Nagalim: Sovereignty Core Issue At Peace Talks


The Naga rebel group in India's northeast hardened its position ahead of peace talks this week and said it would place freedom ahead of the extension of a truce on the agenda
Sovereignty of Naga tribal rebels, fighting India's oldest insurgency, would be the core issue at talks beginning in Bangkok on Friday even though a six-month ceasefire extension is due to expire on July 31, a top leader said.
"Extension of ceasefire is not on the main agenda at the coming round of talks," Rh. Raising, a senior leader of the National Socialist Council of Nagaland, Isaac-Muivah faction (NSCN I-M), told Reuters in an interview.

"The focus of the coming round of talks in Bangkok will be on the federal relationship between two entities -- India and the Nagas," Raising said late on Sunday in Dimapur, the commercial hub of Nagaland state.
Naga rebels have been fighting since 1947 for a separate homeland that includes parts of the predominantly Christian state of Nagaland as well as some neighbouring states inhabited by the tribals.

More than 20,000 people died in the insurgency until a ceasefire in 1997 and the rebels and the Indian government have held several rounds of talks since.
But there has been little progress on the central rebel demands -- unification of Naga-dominated areas in northeast India, which is fiercely opposed by other ethnic groups in the region, and ultimately independence.

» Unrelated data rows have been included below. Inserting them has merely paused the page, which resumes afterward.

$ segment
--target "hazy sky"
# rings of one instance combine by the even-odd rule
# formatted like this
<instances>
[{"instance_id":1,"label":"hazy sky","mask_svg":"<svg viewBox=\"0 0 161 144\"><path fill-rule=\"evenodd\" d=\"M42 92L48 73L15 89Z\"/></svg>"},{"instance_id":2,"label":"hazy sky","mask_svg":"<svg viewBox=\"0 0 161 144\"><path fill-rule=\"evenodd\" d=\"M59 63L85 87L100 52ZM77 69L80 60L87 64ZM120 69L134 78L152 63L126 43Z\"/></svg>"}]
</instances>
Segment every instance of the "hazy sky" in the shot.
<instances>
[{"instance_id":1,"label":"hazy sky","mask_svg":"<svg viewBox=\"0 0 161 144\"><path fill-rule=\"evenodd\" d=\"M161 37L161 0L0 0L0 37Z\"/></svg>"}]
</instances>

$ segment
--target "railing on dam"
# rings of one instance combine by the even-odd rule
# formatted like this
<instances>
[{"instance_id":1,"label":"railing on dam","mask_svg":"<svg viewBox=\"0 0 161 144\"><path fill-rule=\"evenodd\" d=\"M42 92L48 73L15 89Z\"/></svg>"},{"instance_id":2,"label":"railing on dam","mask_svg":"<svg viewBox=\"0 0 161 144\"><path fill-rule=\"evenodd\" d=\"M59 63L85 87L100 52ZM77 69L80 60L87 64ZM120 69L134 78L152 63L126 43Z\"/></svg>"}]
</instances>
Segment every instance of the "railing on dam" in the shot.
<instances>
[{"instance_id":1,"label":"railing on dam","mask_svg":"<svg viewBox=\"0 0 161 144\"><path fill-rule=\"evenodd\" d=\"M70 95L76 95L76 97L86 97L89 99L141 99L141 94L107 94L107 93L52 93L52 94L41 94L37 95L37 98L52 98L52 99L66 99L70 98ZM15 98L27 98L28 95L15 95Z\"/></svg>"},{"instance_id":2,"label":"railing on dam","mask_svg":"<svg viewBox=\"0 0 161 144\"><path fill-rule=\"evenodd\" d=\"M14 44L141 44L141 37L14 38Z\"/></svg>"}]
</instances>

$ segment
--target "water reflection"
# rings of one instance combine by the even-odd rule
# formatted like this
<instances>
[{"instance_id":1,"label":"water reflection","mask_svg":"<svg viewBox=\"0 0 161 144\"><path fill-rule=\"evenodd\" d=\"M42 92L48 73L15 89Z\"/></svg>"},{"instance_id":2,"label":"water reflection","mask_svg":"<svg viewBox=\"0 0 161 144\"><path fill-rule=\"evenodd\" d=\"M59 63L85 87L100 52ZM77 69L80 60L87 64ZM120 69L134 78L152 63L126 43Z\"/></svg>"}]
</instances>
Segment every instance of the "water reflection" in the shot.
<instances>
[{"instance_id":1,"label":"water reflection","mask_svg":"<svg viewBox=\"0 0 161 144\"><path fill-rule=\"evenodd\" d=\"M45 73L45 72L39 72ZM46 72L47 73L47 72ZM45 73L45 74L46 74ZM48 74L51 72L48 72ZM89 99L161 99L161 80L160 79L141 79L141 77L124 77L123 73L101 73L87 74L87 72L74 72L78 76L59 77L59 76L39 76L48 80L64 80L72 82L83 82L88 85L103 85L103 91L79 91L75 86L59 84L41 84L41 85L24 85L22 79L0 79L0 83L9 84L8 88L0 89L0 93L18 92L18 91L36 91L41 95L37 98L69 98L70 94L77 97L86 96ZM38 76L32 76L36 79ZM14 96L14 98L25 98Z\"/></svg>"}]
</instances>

Security analysts say peace with the Nagas is crucial for a broader peace in the remote northeast, seven states connected to the rest of India by a thin strip of land and home to dozens of insurgent groups.

Raising said the two-day talks with Indian government ministers in Bangkok would fail if New Delhi refused to recognise their right to self-determination.
"Our federation can't exist within the Indian union or under the Indian constitution," said the bespectacled rebel leader.

"We are for independence, nothing else will satisfy us. Ours is a basic issue where the survival of Nagas as a nation is at stake," the school teacher-turned-rebel leader said.
Analysts say although a return to conflict is unlikely with most NSCN cadres getting used to a life of peace under the truce, the inability of talks to make progress would hurt stability in the region.

"We don't hate India and will maintain a good relationship with India in many areas like defence and economy," Raising said. "But there will be no merging in culture and polity."